Tuesday, February 26, 2008

. Frederic S. Mishkin: "The Federal Reserve's Tools for Responding to Financial Disruptions", February 15

Federal Reserve Board governor Frederic Mishkin does a useful job here. The main point is the detailed discussion of the Term Auction Facility, announced on December 12. This new instrument, described as one of the "tools for supporting market liquidity", is aimed at providing credit to eligible borrowers for a term "substantially longer than overnight":

Despite the Federal Reserve's provision of liquidity through open market operations and the discount window, strains in term funding markets persisted and became particularly elevated in early December in response to year-end pressures. The magnitude of these strains can be gauged using the spread between Libor--that is, the London interbank offered rate--and the overnight indexed swap (OIS) rate at the same maturity, because the OIS rate reflects the average overnight interbank rate expected over that maturity but is not subject to pressures associated with credit and liquidity risks to the same degree as Libor.

As shown in chart 2, the one-month and three-month Libor-OIS spreads were at low levels through the month of July but increased markedly in August and early September at the onset of the financial market turmoil.6 The one-month spread declined during the fall but rose sharply again toward the end of the year. In association with these wider spreads, liquidity in term bank funding markets deteriorated substantially.
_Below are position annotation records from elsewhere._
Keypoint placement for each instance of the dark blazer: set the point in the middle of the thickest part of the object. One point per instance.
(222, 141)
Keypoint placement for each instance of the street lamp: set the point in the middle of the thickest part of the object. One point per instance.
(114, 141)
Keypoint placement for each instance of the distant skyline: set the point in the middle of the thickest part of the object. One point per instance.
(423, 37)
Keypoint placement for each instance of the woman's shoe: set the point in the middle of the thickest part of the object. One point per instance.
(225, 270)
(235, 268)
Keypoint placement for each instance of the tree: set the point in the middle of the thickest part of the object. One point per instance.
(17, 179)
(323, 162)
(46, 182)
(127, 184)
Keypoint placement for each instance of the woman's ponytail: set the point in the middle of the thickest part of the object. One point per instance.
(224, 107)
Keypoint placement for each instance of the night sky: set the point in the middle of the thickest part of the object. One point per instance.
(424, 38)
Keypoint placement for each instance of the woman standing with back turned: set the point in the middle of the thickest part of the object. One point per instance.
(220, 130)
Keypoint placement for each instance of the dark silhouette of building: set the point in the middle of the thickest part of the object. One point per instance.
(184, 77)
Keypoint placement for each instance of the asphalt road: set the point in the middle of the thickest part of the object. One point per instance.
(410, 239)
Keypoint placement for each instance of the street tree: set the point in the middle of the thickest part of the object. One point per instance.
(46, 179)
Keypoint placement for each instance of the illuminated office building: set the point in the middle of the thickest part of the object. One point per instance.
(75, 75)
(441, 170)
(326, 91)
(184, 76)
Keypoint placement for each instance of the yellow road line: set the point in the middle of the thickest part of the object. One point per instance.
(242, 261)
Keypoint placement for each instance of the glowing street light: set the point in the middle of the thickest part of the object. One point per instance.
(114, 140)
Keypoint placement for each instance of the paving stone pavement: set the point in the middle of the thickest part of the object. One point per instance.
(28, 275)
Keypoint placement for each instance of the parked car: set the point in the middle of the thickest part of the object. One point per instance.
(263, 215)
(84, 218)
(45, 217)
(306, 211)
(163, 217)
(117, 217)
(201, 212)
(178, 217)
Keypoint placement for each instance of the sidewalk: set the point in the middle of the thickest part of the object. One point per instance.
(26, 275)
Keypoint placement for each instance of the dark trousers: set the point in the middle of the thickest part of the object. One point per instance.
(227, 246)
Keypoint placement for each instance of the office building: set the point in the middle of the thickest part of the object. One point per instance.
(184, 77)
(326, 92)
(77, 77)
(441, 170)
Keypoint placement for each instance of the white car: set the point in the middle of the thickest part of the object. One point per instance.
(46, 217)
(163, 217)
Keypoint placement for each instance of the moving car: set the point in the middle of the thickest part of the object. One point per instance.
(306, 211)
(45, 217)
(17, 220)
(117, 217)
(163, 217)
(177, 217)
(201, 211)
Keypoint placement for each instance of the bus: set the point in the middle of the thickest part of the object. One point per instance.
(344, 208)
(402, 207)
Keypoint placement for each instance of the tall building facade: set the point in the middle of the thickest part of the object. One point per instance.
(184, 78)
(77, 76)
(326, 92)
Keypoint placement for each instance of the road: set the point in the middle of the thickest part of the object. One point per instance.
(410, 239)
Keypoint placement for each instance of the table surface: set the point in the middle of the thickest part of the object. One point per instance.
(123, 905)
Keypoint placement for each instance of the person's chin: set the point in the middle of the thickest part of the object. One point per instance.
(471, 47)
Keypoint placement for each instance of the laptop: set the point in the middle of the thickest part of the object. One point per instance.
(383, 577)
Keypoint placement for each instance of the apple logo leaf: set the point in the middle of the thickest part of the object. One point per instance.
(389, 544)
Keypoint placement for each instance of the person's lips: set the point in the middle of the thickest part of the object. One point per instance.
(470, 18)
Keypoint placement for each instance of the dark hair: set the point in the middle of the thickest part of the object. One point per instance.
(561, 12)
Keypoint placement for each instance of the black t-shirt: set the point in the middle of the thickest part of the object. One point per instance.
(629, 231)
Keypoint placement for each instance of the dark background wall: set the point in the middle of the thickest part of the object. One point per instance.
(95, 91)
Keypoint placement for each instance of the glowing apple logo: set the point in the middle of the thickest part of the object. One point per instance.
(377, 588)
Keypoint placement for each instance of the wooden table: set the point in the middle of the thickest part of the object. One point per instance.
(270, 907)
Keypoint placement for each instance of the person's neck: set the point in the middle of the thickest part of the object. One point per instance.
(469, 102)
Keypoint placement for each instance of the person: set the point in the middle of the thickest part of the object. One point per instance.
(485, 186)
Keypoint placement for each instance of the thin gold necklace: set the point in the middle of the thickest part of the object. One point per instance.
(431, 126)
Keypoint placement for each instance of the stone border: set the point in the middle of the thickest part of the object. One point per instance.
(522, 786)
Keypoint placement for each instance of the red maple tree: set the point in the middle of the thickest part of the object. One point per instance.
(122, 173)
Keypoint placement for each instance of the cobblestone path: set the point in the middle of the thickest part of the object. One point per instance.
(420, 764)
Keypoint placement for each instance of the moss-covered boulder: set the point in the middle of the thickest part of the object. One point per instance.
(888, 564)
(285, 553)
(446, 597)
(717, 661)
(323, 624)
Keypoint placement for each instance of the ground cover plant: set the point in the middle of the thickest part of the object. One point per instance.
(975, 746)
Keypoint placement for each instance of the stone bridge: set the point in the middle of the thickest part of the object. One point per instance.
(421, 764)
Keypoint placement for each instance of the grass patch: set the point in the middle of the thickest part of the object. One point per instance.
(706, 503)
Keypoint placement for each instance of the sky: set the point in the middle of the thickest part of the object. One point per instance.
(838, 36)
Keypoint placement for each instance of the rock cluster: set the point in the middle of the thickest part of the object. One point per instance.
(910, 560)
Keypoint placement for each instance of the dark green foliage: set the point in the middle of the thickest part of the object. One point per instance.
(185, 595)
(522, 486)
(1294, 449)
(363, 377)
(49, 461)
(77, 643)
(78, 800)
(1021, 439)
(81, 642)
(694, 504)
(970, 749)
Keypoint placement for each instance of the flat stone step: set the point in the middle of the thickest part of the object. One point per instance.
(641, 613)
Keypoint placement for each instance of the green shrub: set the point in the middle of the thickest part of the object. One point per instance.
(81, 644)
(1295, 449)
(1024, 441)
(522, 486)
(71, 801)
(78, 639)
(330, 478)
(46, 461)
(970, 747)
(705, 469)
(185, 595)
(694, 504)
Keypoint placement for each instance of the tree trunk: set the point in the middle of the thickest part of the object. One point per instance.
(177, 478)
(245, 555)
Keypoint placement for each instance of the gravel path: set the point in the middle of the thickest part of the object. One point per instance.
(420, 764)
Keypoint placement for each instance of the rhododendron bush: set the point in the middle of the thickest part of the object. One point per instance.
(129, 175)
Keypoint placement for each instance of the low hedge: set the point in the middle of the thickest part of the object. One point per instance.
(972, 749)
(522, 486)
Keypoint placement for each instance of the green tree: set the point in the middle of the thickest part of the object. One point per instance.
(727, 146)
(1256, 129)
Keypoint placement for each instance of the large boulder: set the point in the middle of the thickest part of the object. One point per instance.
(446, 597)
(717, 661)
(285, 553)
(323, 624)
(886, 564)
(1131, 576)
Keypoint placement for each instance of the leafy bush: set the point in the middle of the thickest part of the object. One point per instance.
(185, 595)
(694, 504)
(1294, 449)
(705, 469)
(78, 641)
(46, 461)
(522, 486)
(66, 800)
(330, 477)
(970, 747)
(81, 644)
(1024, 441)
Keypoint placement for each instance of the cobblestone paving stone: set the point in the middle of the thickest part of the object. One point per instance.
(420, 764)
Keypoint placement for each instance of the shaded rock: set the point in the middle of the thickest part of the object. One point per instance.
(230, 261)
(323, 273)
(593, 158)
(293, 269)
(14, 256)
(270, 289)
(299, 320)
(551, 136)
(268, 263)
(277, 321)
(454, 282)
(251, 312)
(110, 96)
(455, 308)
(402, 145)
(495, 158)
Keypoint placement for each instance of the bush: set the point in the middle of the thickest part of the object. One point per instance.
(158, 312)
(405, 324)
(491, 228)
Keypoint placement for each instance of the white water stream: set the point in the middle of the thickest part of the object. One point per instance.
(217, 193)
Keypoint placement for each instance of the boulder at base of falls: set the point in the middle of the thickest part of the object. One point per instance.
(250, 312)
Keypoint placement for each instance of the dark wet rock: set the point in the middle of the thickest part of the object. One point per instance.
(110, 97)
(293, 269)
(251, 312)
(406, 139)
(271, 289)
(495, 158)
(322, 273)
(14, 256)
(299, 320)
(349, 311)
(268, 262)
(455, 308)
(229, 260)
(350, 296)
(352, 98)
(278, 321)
To address these pressures, the Federal Reserve introduced a new policy tool called the Term Auction Facility (TAF).7 With this tool, the Federal Reserve auctions a pre-announced quantity of credit to eligible borrowers for a term substantially longer than overnight; thus far, each auction has involved a term of one month. As with primary credit, a depository institution is eligible to participate in a TAF auction if the bank is judged to be in generally sound financial condition, and a wide variety of collateral can be used to secure the loan. The minimum bid rate for each auction is established at the OIS rate corresponding to the maturity of the credit being auctioned.

The introduction of the TAF was announced on December 12 in conjunction with related announcements by the Bank of Canada, the Bank of England, the European Central Bank, and the Swiss National Bank (Board of Governors, 2007c).8 The first two auctions were held on December 17 and 20, for amounts of $20 billion each, and were very well subscribed: A large number of banks participated in each auction, and the total value of bids was about three times as large as the amount of credit auctioned. The resulting interest rate in both cases was about 50 basis points above the minimum bid rate but well below the one-month Libor rate prevailing in financial markets at that time. In recent weeks, the Federal Reserve has conducted three more auctions (most recently, last Monday) for amounts of $30 billion each. The spread over the minimum bid rate was about 7 basis points for the January 14 auction, 2 basis points for the January 28 auction, and 15 basis points for the February 11 auction; these spreads were much lower than in December, apparently reflecting some subsequent easing in the pressures on banks' access to term funding.

The TAF appears to have been quite successful in overcoming the two problems with conventional discount window lending. Thus far, the TAF appears to have been largely free of the stigma associated with borrowing at the discount window, as indicated by the large number of bidders and the total value of bids submitted.9 Furthermore, because the Federal Reserve was able to predetermine the amounts to be auctioned, the open market desk has faced minimal uncertainty about the effects of the operation on bank reserves; hence, the TAF has not hampered the Federal Reserve's ability to keep the effective federal funds rate close to its target.

Isolating the impact of the TAF on financial markets is not easy, particularly given other recent market developments and the evolution of expectations regarding the federal funds rate. Nonetheless, the interest rates in term markets provide some evidence that the TAF may have had significant beneficial effects on financial markets. As can be seen in chart 2, term funding rates have dropped substantially relative to OIS rates: The one-month spread exceeded 100 basis points in early December but has dropped below 30 basis points in recent weeks--though still above the low level that prevailed before the onset of the financial disruption last August.


F-Trader said...


What do you think about this article and the prospects for decentralization of market liquidity now that the primary providers (banks) are in no position:


Agustin said...

F, interesting article. In terms of liquidity anlysis, I guess we´ll have to rely even less on quantity indicators, and more on market-based ones.